Plurals and Possessives of Movie Titles in Quote Marks
If you were writing for the news media or any publication that follows Associated Press style, you would put movie titles in quotation marks.
They watched “Casablanca.”
That’s different from most book publishing, which uses italics. And once you understand it’s just a style thing, that’s easy enough. But it can get harder.
For example, what if you wanted to make the movie title possessive?
What if you wanted to make it plural, say, envisioning a scenario in which there were two of the same film?
Well, I have good news and bad news. The bad news is that the style guides don’t say. The good news is that the style guides don’t say. That means that, while you can’t get it right. Technically, you can’t get it wrong, either.
And here’s some better news: I recently asked some fellow copy editors what they would do, and it turns out even professionals disagree on this one.
Well, actually, they all agreed on one thing: These unsightly constructions should be avoided whenever possible. Good editors recast sentences whenever they can to spare readers such visual assaults. But when it came to where to put a plural S or a possessive S and an apostrophe, they disagreed on whether it should be inside or outside the quotation marks.
I learned many years ago that the plural or possessive S goes inside the quotation marks.

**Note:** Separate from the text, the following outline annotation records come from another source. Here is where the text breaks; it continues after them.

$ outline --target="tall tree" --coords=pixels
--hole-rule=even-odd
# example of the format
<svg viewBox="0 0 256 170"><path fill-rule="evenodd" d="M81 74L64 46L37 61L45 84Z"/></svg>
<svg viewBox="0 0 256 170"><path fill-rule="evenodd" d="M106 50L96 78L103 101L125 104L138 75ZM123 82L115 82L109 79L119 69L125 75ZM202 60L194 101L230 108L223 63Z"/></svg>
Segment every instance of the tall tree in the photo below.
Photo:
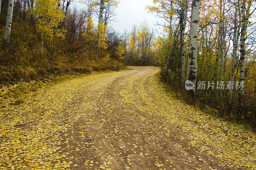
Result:
<svg viewBox="0 0 256 170"><path fill-rule="evenodd" d="M192 10L191 14L191 24L190 33L191 36L191 46L190 56L191 60L190 62L188 80L196 84L196 73L197 71L197 45L198 44L198 19L199 16L199 8L201 4L200 0L193 0L192 1ZM191 90L190 94L194 102L195 98L196 87Z"/></svg>
<svg viewBox="0 0 256 170"><path fill-rule="evenodd" d="M243 22L241 27L241 37L240 39L240 59L239 60L239 69L240 75L239 78L240 84L243 84L244 81L244 58L245 57L245 43L246 39L246 28L248 24L250 14L250 8L252 4L252 0L249 0L247 9L245 8L245 2L243 1L241 5L242 13ZM240 112L243 113L243 100L244 93L244 87L242 85L239 90L238 98L239 109Z"/></svg>
<svg viewBox="0 0 256 170"><path fill-rule="evenodd" d="M8 10L6 18L5 27L4 28L4 44L7 45L9 43L11 28L12 20L12 12L13 10L13 0L9 0L8 3Z"/></svg>
<svg viewBox="0 0 256 170"><path fill-rule="evenodd" d="M182 69L181 73L182 81L184 82L185 76L185 29L187 25L187 18L188 13L188 1L184 0L183 1L184 7L183 13L184 19L183 19L183 25L182 26L181 30L181 41L182 41Z"/></svg>

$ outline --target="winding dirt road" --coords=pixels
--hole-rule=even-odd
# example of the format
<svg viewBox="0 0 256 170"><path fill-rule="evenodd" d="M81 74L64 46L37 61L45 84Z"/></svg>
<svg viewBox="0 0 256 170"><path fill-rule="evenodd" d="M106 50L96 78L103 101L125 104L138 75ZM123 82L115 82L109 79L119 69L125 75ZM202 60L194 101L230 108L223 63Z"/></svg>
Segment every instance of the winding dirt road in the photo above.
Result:
<svg viewBox="0 0 256 170"><path fill-rule="evenodd" d="M255 134L174 99L159 68L128 69L42 89L8 108L0 169L256 168Z"/></svg>

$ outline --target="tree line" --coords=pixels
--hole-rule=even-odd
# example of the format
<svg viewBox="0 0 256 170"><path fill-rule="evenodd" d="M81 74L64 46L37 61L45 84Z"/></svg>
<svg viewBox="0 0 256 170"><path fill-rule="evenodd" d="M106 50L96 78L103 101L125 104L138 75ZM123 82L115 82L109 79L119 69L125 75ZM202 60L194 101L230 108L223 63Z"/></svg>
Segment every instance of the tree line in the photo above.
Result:
<svg viewBox="0 0 256 170"><path fill-rule="evenodd" d="M108 27L119 2L85 0L81 9L71 7L72 3L0 2L0 81L124 67L116 59L122 36Z"/></svg>
<svg viewBox="0 0 256 170"><path fill-rule="evenodd" d="M164 34L156 42L162 80L188 103L255 128L255 1L154 2L148 10L165 21L158 23ZM187 80L195 85L188 91Z"/></svg>

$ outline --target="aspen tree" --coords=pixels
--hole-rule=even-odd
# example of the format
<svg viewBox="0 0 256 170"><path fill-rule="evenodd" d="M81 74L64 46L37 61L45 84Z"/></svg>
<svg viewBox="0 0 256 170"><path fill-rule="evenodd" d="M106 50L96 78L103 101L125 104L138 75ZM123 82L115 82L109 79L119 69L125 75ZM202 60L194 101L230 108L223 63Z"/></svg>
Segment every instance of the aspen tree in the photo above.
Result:
<svg viewBox="0 0 256 170"><path fill-rule="evenodd" d="M191 46L190 56L191 61L189 66L188 80L196 84L197 69L197 45L198 44L198 19L200 0L193 0L192 1L192 12L191 14L191 24L190 33L191 36ZM195 98L196 86L191 90L191 94L193 101Z"/></svg>
<svg viewBox="0 0 256 170"><path fill-rule="evenodd" d="M181 31L181 41L182 42L182 71L181 73L181 77L182 79L182 82L184 83L184 77L185 75L185 29L186 28L187 25L187 18L188 13L188 1L187 0L184 0L183 1L184 7L184 16L183 25L182 27L182 30Z"/></svg>
<svg viewBox="0 0 256 170"><path fill-rule="evenodd" d="M9 0L8 3L8 9L6 18L5 27L4 28L4 44L6 45L9 43L11 28L12 20L12 12L13 10L13 0Z"/></svg>
<svg viewBox="0 0 256 170"><path fill-rule="evenodd" d="M243 84L244 81L244 58L245 57L245 42L246 40L246 30L248 24L250 8L252 0L249 0L247 9L246 10L245 2L243 2L241 6L242 10L243 21L241 27L241 36L240 39L240 58L239 60L239 70L240 71L239 81L241 84ZM240 112L243 113L243 100L244 93L244 86L242 85L239 91L238 98L238 108Z"/></svg>

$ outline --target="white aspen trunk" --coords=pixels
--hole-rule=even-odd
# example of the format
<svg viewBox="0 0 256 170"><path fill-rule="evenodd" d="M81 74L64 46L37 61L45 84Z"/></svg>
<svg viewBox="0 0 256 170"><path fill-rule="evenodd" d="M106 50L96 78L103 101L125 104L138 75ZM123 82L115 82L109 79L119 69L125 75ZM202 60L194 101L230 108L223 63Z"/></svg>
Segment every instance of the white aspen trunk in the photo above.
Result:
<svg viewBox="0 0 256 170"><path fill-rule="evenodd" d="M221 40L222 39L222 37L221 36L221 33L222 33L221 31L221 22L222 21L222 0L220 0L220 12L219 13L219 15L220 15L220 23L219 23L219 32L218 33L218 40L217 43L218 43L218 47L217 47L217 56L216 57L216 69L215 71L215 75L216 75L216 79L217 81L219 81L219 72L220 71L220 70L221 70L221 69L220 69L220 58L221 58L221 42L220 42ZM220 56L221 57L220 58ZM220 66L221 66L222 64L221 64ZM218 88L216 89L216 98L218 99L219 98L219 90Z"/></svg>
<svg viewBox="0 0 256 170"><path fill-rule="evenodd" d="M236 28L237 26L237 24L235 25L235 29L234 30L234 38L233 38L233 44L235 44L233 48L233 57L232 61L232 68L231 70L231 73L230 75L230 81L234 81L234 76L235 72L236 69L236 66L238 62L238 58L237 58L237 48L238 47L238 42L239 40L239 37L240 35L240 29L241 27L241 15L240 12L240 5L239 2L238 3L238 11L239 15L239 23L238 24L238 27ZM235 21L236 20L236 16L237 13L237 9L236 9L235 13ZM229 107L229 112L231 108L231 105L232 104L232 89L230 89L229 91L228 97L228 105Z"/></svg>
<svg viewBox="0 0 256 170"><path fill-rule="evenodd" d="M192 89L192 97L193 101L195 98L196 74L197 71L197 45L198 45L198 19L199 8L201 0L193 0L192 3L192 13L190 32L191 36L190 54L191 61L189 67L188 80L193 82L195 86Z"/></svg>
<svg viewBox="0 0 256 170"><path fill-rule="evenodd" d="M192 8L191 10L191 13L193 13L193 9ZM192 14L190 16L190 26L191 27L192 19ZM191 28L190 29L191 29ZM189 33L188 34L188 69L187 73L187 80L188 80L188 76L189 74L189 67L190 67L190 62L191 62L191 53L190 52L190 49L191 48L191 32L189 29Z"/></svg>
<svg viewBox="0 0 256 170"><path fill-rule="evenodd" d="M239 69L240 72L239 81L240 83L244 81L244 58L245 56L245 42L246 40L246 29L248 22L249 17L248 16L250 13L250 8L252 3L252 1L249 0L247 10L245 12L245 3L243 3L241 6L243 15L243 22L241 27L241 37L240 39L240 59ZM243 100L244 93L244 86L243 86L239 91L239 102L240 105L242 105Z"/></svg>
<svg viewBox="0 0 256 170"><path fill-rule="evenodd" d="M104 0L100 0L100 14L99 15L99 24L98 25L98 31L99 34L98 35L98 44L97 45L97 52L96 56L96 62L98 62L98 56L99 56L99 46L100 44L100 41L99 40L100 39L100 31L101 31L101 30L100 30L100 26L102 24L102 21L103 20L103 8L104 7Z"/></svg>
<svg viewBox="0 0 256 170"><path fill-rule="evenodd" d="M1 12L1 4L2 3L2 0L0 0L0 14Z"/></svg>
<svg viewBox="0 0 256 170"><path fill-rule="evenodd" d="M171 16L170 16L170 35L172 36L172 1L171 2Z"/></svg>
<svg viewBox="0 0 256 170"><path fill-rule="evenodd" d="M99 17L99 24L102 22L103 20L103 10L104 7L104 0L100 0L100 15Z"/></svg>
<svg viewBox="0 0 256 170"><path fill-rule="evenodd" d="M9 0L8 3L8 11L6 18L6 23L4 28L4 37L5 43L8 44L10 40L11 28L12 20L12 11L13 10L13 0Z"/></svg>
<svg viewBox="0 0 256 170"><path fill-rule="evenodd" d="M169 37L171 37L171 36L172 35L172 1L171 1L171 9L170 9L170 30L169 30ZM179 27L177 28L177 31L175 31L175 33L177 33L177 32L178 31L178 29ZM176 33L174 33L173 35L175 35L176 34ZM173 40L175 39L173 38ZM173 45L173 41L172 41L173 43L172 44L171 47L172 48L170 48L170 53L171 54L171 51L172 50L172 45ZM164 76L165 77L166 76L165 75L166 74L166 72L167 71L167 69L168 68L168 67L169 66L169 64L170 64L170 60L171 60L171 56L169 56L168 58L167 59L167 62L166 62L166 64L165 64L165 66L164 67L164 71L163 71L163 75L164 75Z"/></svg>
<svg viewBox="0 0 256 170"><path fill-rule="evenodd" d="M187 18L188 15L188 1L187 0L184 0L183 2L185 7L184 8L184 20L181 32L181 40L182 41L182 72L181 73L181 77L182 81L184 84L185 76L185 54L186 54L185 52L185 29L186 29L187 25Z"/></svg>
<svg viewBox="0 0 256 170"><path fill-rule="evenodd" d="M66 9L65 10L65 12L64 12L64 15L65 15L65 16L67 15L67 14L68 13L68 7L69 6L69 5L70 5L70 2L71 0L68 0L68 1L67 2L67 5L66 6Z"/></svg>

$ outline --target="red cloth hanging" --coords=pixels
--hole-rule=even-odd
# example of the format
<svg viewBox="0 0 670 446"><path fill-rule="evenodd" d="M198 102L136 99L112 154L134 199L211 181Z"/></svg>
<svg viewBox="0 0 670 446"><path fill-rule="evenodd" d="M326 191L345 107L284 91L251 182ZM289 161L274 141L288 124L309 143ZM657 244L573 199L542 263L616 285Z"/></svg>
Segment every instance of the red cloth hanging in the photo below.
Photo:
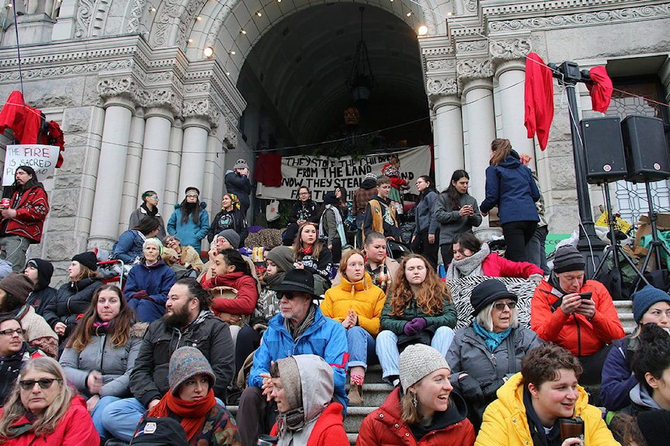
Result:
<svg viewBox="0 0 670 446"><path fill-rule="evenodd" d="M539 148L546 148L549 128L553 120L553 79L551 70L536 53L526 61L526 117L523 124L528 137L537 134Z"/></svg>
<svg viewBox="0 0 670 446"><path fill-rule="evenodd" d="M261 153L256 159L253 179L265 186L281 185L281 155L277 153Z"/></svg>
<svg viewBox="0 0 670 446"><path fill-rule="evenodd" d="M0 132L8 127L22 144L36 144L41 112L23 101L20 91L13 91L0 110Z"/></svg>
<svg viewBox="0 0 670 446"><path fill-rule="evenodd" d="M591 108L596 112L604 113L612 99L612 79L607 75L607 70L602 66L589 70L593 84L587 84L588 94L591 95Z"/></svg>

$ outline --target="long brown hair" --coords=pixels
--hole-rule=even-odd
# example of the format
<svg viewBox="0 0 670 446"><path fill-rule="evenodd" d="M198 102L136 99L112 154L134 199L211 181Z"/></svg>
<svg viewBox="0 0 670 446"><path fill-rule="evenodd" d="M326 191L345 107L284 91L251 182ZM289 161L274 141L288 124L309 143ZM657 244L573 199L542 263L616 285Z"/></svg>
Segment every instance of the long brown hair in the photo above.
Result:
<svg viewBox="0 0 670 446"><path fill-rule="evenodd" d="M319 224L313 222L305 222L298 228L298 236L295 238L295 242L293 243L293 257L297 261L300 261L305 256L305 254L302 253L302 230L310 225L313 226L314 229L316 229L316 240L312 244L312 256L315 259L318 259L319 254L321 254L321 249L323 248L323 243L319 240Z"/></svg>
<svg viewBox="0 0 670 446"><path fill-rule="evenodd" d="M128 306L128 301L118 286L116 285L103 285L94 292L89 307L84 313L82 320L75 328L72 336L68 340L68 347L82 353L86 346L91 344L91 338L93 337L95 332L93 324L100 318L98 316L98 296L100 295L101 292L107 290L114 293L119 297L119 301L121 302L119 314L114 318L114 323L112 324L112 332L107 333L107 336L114 348L121 347L128 342L128 338L130 337L131 325L135 320L135 312Z"/></svg>
<svg viewBox="0 0 670 446"><path fill-rule="evenodd" d="M493 155L491 157L489 164L499 166L511 153L512 143L509 142L509 139L505 139L504 138L493 139L493 142L491 143L491 150L493 152Z"/></svg>
<svg viewBox="0 0 670 446"><path fill-rule="evenodd" d="M426 266L426 279L421 284L416 295L412 291L405 275L407 262L412 259L419 259ZM398 272L391 282L391 291L389 293L390 316L402 316L405 309L412 300L416 300L419 307L428 316L441 314L445 305L445 296L449 303L453 303L449 287L447 284L440 280L426 258L418 254L407 254L403 257Z"/></svg>

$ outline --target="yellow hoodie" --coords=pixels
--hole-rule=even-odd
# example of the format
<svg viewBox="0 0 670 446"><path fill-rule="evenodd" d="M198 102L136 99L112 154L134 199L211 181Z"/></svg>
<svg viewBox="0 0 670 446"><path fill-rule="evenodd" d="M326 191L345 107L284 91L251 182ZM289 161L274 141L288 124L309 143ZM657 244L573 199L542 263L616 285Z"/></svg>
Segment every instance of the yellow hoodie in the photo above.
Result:
<svg viewBox="0 0 670 446"><path fill-rule="evenodd" d="M336 321L344 321L350 309L358 315L358 325L373 336L379 333L379 318L386 302L382 289L372 284L367 272L362 279L352 284L346 277L326 291L320 307L324 316Z"/></svg>
<svg viewBox="0 0 670 446"><path fill-rule="evenodd" d="M585 446L620 446L602 420L600 409L588 403L588 396L577 386L579 397L574 415L584 420ZM484 413L482 428L475 446L530 446L530 429L523 405L523 378L518 373L502 385L498 399Z"/></svg>

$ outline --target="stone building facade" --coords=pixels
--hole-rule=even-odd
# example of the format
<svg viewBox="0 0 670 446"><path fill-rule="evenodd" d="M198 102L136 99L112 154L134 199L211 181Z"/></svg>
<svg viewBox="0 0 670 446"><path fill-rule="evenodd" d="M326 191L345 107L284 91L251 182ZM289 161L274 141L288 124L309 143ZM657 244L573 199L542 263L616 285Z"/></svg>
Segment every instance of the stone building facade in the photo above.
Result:
<svg viewBox="0 0 670 446"><path fill-rule="evenodd" d="M73 254L111 246L146 190L158 191L166 220L188 185L199 187L210 205L218 203L225 169L237 158L253 157L240 137L247 102L236 86L245 58L282 17L333 2L31 3L17 17L26 100L61 124L66 152L63 167L45 184L51 212L43 243L29 255L54 261L62 276ZM660 86L659 102L670 100L669 3L362 3L391 13L408 26L427 26L427 34L417 38L417 51L438 188L447 185L453 170L465 167L472 174L472 193L481 200L491 141L509 138L518 151L533 157L552 232L570 232L578 221L567 105L556 87L549 144L540 151L523 126L525 56L534 52L547 62L572 60L586 69L604 65L613 77L650 77ZM10 8L3 16L0 98L7 98L19 89L20 72ZM211 53L204 55L206 49ZM581 115L600 114L590 111L586 89L580 86L579 91ZM658 109L667 122L667 107ZM602 202L597 190L592 195L594 205Z"/></svg>

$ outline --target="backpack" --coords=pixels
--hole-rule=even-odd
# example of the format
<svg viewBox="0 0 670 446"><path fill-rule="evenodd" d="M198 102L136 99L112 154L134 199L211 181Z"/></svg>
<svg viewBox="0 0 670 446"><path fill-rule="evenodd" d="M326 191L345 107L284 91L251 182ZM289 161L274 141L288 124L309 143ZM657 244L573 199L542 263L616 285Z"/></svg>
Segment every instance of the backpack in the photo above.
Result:
<svg viewBox="0 0 670 446"><path fill-rule="evenodd" d="M170 417L144 418L131 446L186 446L188 440L179 422Z"/></svg>

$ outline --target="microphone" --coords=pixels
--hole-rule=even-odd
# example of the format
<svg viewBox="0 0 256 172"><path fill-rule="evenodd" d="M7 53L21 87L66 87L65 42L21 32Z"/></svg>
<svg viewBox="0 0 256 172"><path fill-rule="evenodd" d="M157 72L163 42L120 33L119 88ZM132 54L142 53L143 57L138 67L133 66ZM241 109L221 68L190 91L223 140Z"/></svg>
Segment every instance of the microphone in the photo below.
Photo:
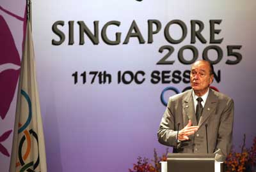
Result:
<svg viewBox="0 0 256 172"><path fill-rule="evenodd" d="M205 126L205 132L206 132L206 146L207 148L207 154L209 154L209 150L208 150L208 135L207 135L207 126L208 124L205 124L205 125L204 125Z"/></svg>
<svg viewBox="0 0 256 172"><path fill-rule="evenodd" d="M180 123L178 123L178 132L177 133L176 147L178 147L179 128L180 127Z"/></svg>

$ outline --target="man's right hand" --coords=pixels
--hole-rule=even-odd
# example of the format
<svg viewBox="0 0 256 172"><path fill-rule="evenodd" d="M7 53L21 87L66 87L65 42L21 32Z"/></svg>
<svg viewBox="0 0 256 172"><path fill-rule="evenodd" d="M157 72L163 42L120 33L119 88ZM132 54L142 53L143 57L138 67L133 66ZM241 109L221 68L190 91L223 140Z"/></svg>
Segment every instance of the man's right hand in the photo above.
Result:
<svg viewBox="0 0 256 172"><path fill-rule="evenodd" d="M198 126L191 126L192 122L191 120L188 121L187 125L184 129L179 131L178 140L184 141L189 140L188 136L194 134L195 133L198 129Z"/></svg>

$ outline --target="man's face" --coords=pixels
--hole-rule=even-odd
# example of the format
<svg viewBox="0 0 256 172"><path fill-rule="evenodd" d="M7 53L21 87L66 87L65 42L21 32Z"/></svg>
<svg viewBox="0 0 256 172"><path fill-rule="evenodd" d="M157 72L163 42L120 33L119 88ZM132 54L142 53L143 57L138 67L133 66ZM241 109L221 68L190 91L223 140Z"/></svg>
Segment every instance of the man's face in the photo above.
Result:
<svg viewBox="0 0 256 172"><path fill-rule="evenodd" d="M213 75L210 75L210 69L207 62L201 61L196 62L192 66L190 83L195 93L204 95L207 91L213 80Z"/></svg>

Unfortunately, I don’t remember where I learned it and, because I can’t find any documentation of it now, I suspect I was putting blind faith in a source that didn’t deserve it.
Still, the lesson stuck. So if you want my personal preference, it’s this: Put all that stuff before the closing quotation mark.
If only they had made two different “Casablancas.”
If there were two of the same film, then both "Casablancas'" lead actors would be famous.
"Casablanca's" actors were critically acclaimed.